Jean Lanfranchi

Personal information
- Date of birth: 20 March 1923
- Place of birth: Tunis, French protectorate of Tunisia
- Date of death: 5 December 2017 (aged 94)
- Place of death: Cazères, Haute-Garonne, France
- Position(s): Forward

Senior career*
- Years: Team / Apps / (Gls)
- 1936–1942: Racing Club de Tunis [fr]
- 1945–1948: US Cazères
- 1948–1951: Toulouse FC (1937) / 69 / (12)
- 1951–1953: Marseille / 48 / (5)
- 1953–1957: Comminges Saint-Gaudens
- 1957–1958: US Cazères

International career
- 1948: France Olympic

Managerial career
- 1957–1958: US Cazères

= Jean Lanfranchi =

French footballer (1923–2017)

Jean Lanfranchi (20 March 1923 – 5 December 2017) was a French footballer who played as a forward.

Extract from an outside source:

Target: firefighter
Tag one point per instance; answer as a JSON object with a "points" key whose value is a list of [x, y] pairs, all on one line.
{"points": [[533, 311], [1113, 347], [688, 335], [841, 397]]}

He was part of France Football squad for the 1948 Summer Olympics alongside his brother Marcel Lanfranchi.

==Club career==
Lanfranchi first played in his hometown club Racing Club de Tunis from 1936 to 1942 then US Cazères from 1945 to 1948, Toulouse FC (1937) from 1948 to 1951, Marseille from 1951 to 1953, Comminges Saint-Gaudens Football from 1953 to 1957 and US Cazères from 1957 to 1958.

==International career==
Lanfranchi was selected in France Football squad for the 1948 Summer Olympics, alongside his brother Marcel Lanfranchi, but was an unused substitute for the two Games against India and Great Britain, as France were eliminated in the Quarterfinals. He never had a cap with France.

==Managerial career==
In 1957–58 Lanfranchi managed US Cazères while he was still a player there.

==Personal life==
He was the younger brother of Marcel Lanfranchi. They were born and died in the same towns, Tunis and Cazères. They were both selected for the 1948 Olympic Football tournament. They also played together at Toulouse FC (1937) and US Cazères and both managed the latter.